A strange D-light
Tale about a letter casts spell over readers
D (A Tale of Two Worlds)
Michel Faber
Hanover Square
Michel Faber's new novel is a strange delight — particularly if you have a child around to share it with. There has always been an element of innocence in Faber's work, though it has often felt overwhelmed by horror and suffering. Now, though, he has made good on his vow to give up writing for adults and published D (A Tale of
Two Worlds), which gives full voice to his gentle wit and mischievous spirit. With its buoyant sense of wonder, D is a novel graciously indebted to the fantasies of C.S. Lewis, James Thurber and Norton Juster, along with the characters of Charles Dickens.
Our heroine is Dhikilo, an observant 13-yearold girl living with her adopted family in an English town.
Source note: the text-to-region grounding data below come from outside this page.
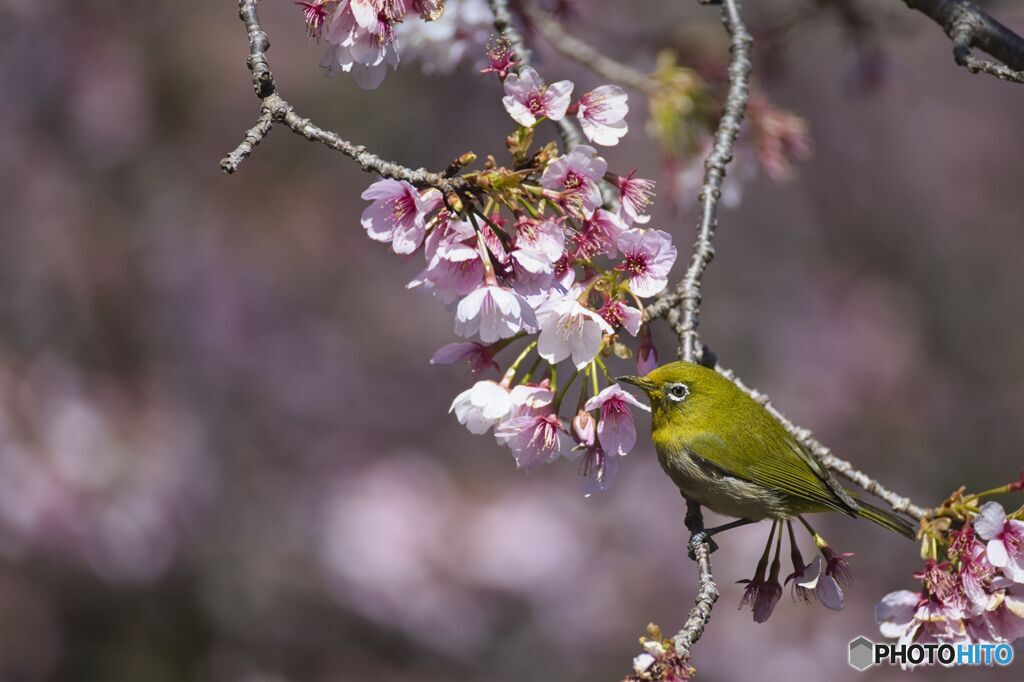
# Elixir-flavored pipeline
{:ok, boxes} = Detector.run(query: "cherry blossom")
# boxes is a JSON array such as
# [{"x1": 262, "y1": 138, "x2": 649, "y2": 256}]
[
  {"x1": 584, "y1": 384, "x2": 649, "y2": 457},
  {"x1": 616, "y1": 170, "x2": 655, "y2": 225},
  {"x1": 598, "y1": 300, "x2": 642, "y2": 336},
  {"x1": 616, "y1": 228, "x2": 677, "y2": 297},
  {"x1": 540, "y1": 145, "x2": 607, "y2": 218},
  {"x1": 578, "y1": 443, "x2": 619, "y2": 497},
  {"x1": 535, "y1": 289, "x2": 613, "y2": 369},
  {"x1": 429, "y1": 341, "x2": 499, "y2": 375},
  {"x1": 501, "y1": 66, "x2": 573, "y2": 127},
  {"x1": 573, "y1": 209, "x2": 626, "y2": 260},
  {"x1": 975, "y1": 501, "x2": 1024, "y2": 582},
  {"x1": 449, "y1": 380, "x2": 512, "y2": 434},
  {"x1": 576, "y1": 85, "x2": 629, "y2": 146},
  {"x1": 494, "y1": 412, "x2": 568, "y2": 472},
  {"x1": 454, "y1": 284, "x2": 537, "y2": 343},
  {"x1": 360, "y1": 180, "x2": 440, "y2": 253}
]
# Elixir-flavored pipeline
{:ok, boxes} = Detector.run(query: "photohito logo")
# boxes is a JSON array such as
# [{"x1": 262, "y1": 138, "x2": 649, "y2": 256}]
[{"x1": 848, "y1": 637, "x2": 1015, "y2": 670}]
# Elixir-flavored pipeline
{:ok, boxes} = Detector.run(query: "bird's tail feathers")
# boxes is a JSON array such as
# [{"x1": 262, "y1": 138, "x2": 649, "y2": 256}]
[{"x1": 855, "y1": 499, "x2": 917, "y2": 540}]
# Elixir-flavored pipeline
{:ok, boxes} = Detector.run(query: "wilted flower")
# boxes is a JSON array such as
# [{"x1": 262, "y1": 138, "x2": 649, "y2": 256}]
[
  {"x1": 576, "y1": 85, "x2": 628, "y2": 146},
  {"x1": 616, "y1": 228, "x2": 677, "y2": 297},
  {"x1": 738, "y1": 524, "x2": 784, "y2": 623},
  {"x1": 481, "y1": 36, "x2": 517, "y2": 79},
  {"x1": 578, "y1": 443, "x2": 619, "y2": 496},
  {"x1": 501, "y1": 66, "x2": 573, "y2": 127}
]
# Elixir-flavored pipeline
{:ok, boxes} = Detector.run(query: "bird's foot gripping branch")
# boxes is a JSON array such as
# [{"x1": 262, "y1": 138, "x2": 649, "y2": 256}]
[{"x1": 219, "y1": 0, "x2": 1024, "y2": 679}]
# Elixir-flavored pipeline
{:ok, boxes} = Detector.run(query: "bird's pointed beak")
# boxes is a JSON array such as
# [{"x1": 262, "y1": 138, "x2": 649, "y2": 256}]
[{"x1": 616, "y1": 375, "x2": 656, "y2": 392}]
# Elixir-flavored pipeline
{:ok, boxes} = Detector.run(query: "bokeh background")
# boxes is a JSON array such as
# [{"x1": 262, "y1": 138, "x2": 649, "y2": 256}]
[{"x1": 1, "y1": 0, "x2": 1023, "y2": 680}]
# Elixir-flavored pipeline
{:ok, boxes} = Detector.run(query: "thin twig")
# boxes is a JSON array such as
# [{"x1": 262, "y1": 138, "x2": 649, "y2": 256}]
[
  {"x1": 901, "y1": 0, "x2": 1024, "y2": 83},
  {"x1": 676, "y1": 0, "x2": 753, "y2": 363},
  {"x1": 221, "y1": 0, "x2": 464, "y2": 190}
]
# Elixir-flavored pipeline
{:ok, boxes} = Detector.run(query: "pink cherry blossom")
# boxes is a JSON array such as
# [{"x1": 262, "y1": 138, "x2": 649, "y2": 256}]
[
  {"x1": 573, "y1": 209, "x2": 626, "y2": 260},
  {"x1": 297, "y1": 0, "x2": 333, "y2": 41},
  {"x1": 616, "y1": 228, "x2": 677, "y2": 297},
  {"x1": 501, "y1": 66, "x2": 573, "y2": 127},
  {"x1": 636, "y1": 324, "x2": 658, "y2": 375},
  {"x1": 616, "y1": 170, "x2": 655, "y2": 225},
  {"x1": 975, "y1": 501, "x2": 1024, "y2": 583},
  {"x1": 598, "y1": 300, "x2": 642, "y2": 336},
  {"x1": 571, "y1": 409, "x2": 596, "y2": 447},
  {"x1": 454, "y1": 284, "x2": 537, "y2": 343},
  {"x1": 449, "y1": 380, "x2": 512, "y2": 434},
  {"x1": 738, "y1": 545, "x2": 783, "y2": 623},
  {"x1": 577, "y1": 85, "x2": 629, "y2": 146},
  {"x1": 360, "y1": 180, "x2": 440, "y2": 253},
  {"x1": 540, "y1": 145, "x2": 607, "y2": 218},
  {"x1": 535, "y1": 290, "x2": 613, "y2": 369},
  {"x1": 320, "y1": 0, "x2": 402, "y2": 89},
  {"x1": 584, "y1": 384, "x2": 649, "y2": 456},
  {"x1": 494, "y1": 412, "x2": 568, "y2": 472},
  {"x1": 429, "y1": 341, "x2": 499, "y2": 375},
  {"x1": 481, "y1": 36, "x2": 518, "y2": 79}
]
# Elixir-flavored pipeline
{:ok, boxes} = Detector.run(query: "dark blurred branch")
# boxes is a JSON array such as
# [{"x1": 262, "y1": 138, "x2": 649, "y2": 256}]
[
  {"x1": 220, "y1": 0, "x2": 465, "y2": 190},
  {"x1": 901, "y1": 0, "x2": 1024, "y2": 83},
  {"x1": 522, "y1": 5, "x2": 660, "y2": 94}
]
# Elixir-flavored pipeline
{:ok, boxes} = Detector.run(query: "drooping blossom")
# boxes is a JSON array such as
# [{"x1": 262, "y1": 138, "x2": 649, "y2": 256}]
[
  {"x1": 320, "y1": 0, "x2": 401, "y2": 90},
  {"x1": 616, "y1": 170, "x2": 655, "y2": 225},
  {"x1": 540, "y1": 145, "x2": 607, "y2": 218},
  {"x1": 360, "y1": 180, "x2": 441, "y2": 253},
  {"x1": 501, "y1": 66, "x2": 573, "y2": 127},
  {"x1": 449, "y1": 380, "x2": 512, "y2": 434},
  {"x1": 795, "y1": 555, "x2": 845, "y2": 610},
  {"x1": 571, "y1": 409, "x2": 596, "y2": 448},
  {"x1": 429, "y1": 341, "x2": 499, "y2": 375},
  {"x1": 975, "y1": 501, "x2": 1024, "y2": 583},
  {"x1": 576, "y1": 85, "x2": 628, "y2": 146},
  {"x1": 616, "y1": 228, "x2": 677, "y2": 297},
  {"x1": 454, "y1": 284, "x2": 537, "y2": 343},
  {"x1": 738, "y1": 527, "x2": 784, "y2": 623},
  {"x1": 297, "y1": 0, "x2": 335, "y2": 40},
  {"x1": 584, "y1": 384, "x2": 649, "y2": 457},
  {"x1": 578, "y1": 443, "x2": 619, "y2": 497},
  {"x1": 509, "y1": 218, "x2": 565, "y2": 294},
  {"x1": 636, "y1": 323, "x2": 658, "y2": 375},
  {"x1": 535, "y1": 289, "x2": 613, "y2": 369}
]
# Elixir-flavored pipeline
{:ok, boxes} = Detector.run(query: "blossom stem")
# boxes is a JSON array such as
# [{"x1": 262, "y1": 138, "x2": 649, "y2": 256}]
[
  {"x1": 552, "y1": 366, "x2": 582, "y2": 412},
  {"x1": 506, "y1": 341, "x2": 539, "y2": 384},
  {"x1": 590, "y1": 360, "x2": 600, "y2": 397},
  {"x1": 520, "y1": 356, "x2": 543, "y2": 384}
]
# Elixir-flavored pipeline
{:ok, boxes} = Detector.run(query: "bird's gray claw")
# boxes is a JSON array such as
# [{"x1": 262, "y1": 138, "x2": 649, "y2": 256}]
[{"x1": 687, "y1": 531, "x2": 718, "y2": 559}]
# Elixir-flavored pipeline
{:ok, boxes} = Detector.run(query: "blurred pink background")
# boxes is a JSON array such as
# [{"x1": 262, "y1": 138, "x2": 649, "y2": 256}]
[{"x1": 1, "y1": 0, "x2": 1023, "y2": 680}]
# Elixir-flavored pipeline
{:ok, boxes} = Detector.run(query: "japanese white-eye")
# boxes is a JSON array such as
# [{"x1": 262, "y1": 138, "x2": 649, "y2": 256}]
[{"x1": 618, "y1": 362, "x2": 916, "y2": 539}]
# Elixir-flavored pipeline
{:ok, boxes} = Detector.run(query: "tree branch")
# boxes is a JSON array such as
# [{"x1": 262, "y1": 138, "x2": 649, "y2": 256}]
[
  {"x1": 674, "y1": 500, "x2": 719, "y2": 657},
  {"x1": 220, "y1": 0, "x2": 465, "y2": 190},
  {"x1": 901, "y1": 0, "x2": 1024, "y2": 83},
  {"x1": 676, "y1": 0, "x2": 753, "y2": 364}
]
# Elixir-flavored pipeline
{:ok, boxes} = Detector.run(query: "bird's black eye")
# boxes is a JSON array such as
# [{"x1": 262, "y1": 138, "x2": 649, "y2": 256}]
[{"x1": 666, "y1": 383, "x2": 689, "y2": 401}]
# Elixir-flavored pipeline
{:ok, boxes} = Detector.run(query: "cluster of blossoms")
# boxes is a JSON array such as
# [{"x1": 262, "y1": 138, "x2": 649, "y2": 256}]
[
  {"x1": 876, "y1": 481, "x2": 1024, "y2": 656},
  {"x1": 298, "y1": 0, "x2": 446, "y2": 89},
  {"x1": 358, "y1": 48, "x2": 671, "y2": 493}
]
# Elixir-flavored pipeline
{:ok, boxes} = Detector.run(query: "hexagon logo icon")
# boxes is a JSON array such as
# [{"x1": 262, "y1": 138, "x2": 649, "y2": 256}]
[{"x1": 849, "y1": 636, "x2": 875, "y2": 671}]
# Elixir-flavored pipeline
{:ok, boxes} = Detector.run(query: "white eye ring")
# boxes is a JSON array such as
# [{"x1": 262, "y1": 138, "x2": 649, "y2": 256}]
[{"x1": 666, "y1": 383, "x2": 689, "y2": 402}]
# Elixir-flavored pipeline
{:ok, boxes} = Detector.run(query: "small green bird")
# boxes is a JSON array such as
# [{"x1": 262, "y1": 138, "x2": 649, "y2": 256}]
[{"x1": 618, "y1": 361, "x2": 916, "y2": 544}]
There are other immigrants around, but she's the only one from Somaliland. Dhikilo knows almost nothing of her war-torn birthplace, except that it's an actual region and not, as so many kindly white people keep telling her, a mispronunciation of Somalia. She bears this and other racial microaggressions politely, but she's determined to learn more about her origins, which is Faber's subtle way of blending an ancient quest tale with contemporary concerns.
Although her research on the internet sheds little light, it does feed her love for language.
She's struck, for instance, by the Somali word saxansaxo, which denotes “the smell and the coolness carried on the wind from a place where it's raining to a place where it isn't.”
On an ordinary Monday morning, Dhikilo notices a misspelled headline in the weekly paper: “Goobye Cars, Hello Skateboars.”
No one seems to notice these weird elisions except Dhikilo.
Like Dorothy travelling through Oz, Dhikilo finds herself crossing into a fantastical world with a dog, though not a little one.
But somehow she must find the missing Ds and stop whatever or whoever is making them vanish.
It's an odyssey through a treacherous land where she'll encounter kindly felines and mean trolls and even evil cheese.